Before Russia's invasion, more than 300,000 people injected drugs like heroin regularly in Ukraine, of whom 200,661 used opioids, per biobehavioral research estimates cited by the Public Health Center of the Ministry of Health of Ukraine.
UNAIDS' Global AIDS Update 2021 found roughly the same numbers: in 2018 and 2020, the adult population injecting drugs, predominantly opioids, was estimated at 350,000, or 1.7% of Ukraine's total adult population.

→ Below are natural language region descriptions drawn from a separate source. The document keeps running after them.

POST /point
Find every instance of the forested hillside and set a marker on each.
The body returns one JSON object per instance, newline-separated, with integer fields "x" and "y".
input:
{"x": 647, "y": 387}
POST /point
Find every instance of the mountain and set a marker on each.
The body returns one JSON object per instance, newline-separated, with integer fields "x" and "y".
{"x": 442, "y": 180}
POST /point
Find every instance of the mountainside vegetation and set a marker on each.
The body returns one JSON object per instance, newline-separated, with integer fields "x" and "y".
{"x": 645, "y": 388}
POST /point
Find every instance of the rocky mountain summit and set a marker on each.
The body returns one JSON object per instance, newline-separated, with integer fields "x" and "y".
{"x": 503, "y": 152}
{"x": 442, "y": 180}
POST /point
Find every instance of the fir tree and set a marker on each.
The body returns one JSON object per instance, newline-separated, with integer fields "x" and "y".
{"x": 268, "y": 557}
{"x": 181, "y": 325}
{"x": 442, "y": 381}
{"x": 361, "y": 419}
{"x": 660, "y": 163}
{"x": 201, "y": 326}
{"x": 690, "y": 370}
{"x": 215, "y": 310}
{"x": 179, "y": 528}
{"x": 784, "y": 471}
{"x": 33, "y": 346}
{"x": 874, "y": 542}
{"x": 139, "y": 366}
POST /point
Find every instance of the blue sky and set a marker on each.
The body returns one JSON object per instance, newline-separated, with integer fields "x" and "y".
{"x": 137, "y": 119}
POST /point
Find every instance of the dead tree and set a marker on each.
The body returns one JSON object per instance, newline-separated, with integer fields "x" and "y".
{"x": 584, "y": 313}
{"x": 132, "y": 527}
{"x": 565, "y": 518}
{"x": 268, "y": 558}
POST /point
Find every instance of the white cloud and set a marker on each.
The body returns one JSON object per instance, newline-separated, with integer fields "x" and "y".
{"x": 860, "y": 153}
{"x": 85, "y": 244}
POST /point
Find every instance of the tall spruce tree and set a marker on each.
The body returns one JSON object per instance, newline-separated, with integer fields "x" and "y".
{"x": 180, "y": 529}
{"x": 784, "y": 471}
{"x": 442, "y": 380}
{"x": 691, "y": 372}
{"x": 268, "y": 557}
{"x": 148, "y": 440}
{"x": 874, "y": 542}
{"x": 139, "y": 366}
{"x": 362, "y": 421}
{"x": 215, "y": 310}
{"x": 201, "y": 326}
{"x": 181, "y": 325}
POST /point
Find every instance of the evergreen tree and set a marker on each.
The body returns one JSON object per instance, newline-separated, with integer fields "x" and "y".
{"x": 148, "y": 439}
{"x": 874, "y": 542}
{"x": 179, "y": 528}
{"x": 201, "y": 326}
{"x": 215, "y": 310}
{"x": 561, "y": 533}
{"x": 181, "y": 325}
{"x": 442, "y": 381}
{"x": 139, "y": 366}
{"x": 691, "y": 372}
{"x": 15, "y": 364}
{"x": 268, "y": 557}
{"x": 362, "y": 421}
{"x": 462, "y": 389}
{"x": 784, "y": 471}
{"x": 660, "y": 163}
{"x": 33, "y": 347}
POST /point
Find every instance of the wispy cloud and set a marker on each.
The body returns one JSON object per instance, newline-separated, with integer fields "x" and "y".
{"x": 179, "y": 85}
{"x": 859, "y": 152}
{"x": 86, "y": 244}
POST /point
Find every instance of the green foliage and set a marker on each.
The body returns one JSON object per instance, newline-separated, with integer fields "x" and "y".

"This is one of the highest prevalence observed in the world," the United Nations Office on Drugs and Crime said in a 2022 report.
In December, Ukraine's Parliament legalized medicinal marijuana to treat post-traumatic stress disorder and cancer linked to the war.
The new law allows doctors to prescribe cannabis or medications containing cannabinoids.
Yevseyeva told the Times that "prescribing medical cannabis instead of opioids to patients would be a way out of this situation."
"If we compare it with the side-effects of opioids, for a certain group of patients today, cannabis is an ideal treatment," she said, per the newspaper.
Three million US citizens and 16 million people worldwide have or are suffering from opioid use disorder, according to the National Library of Medicine.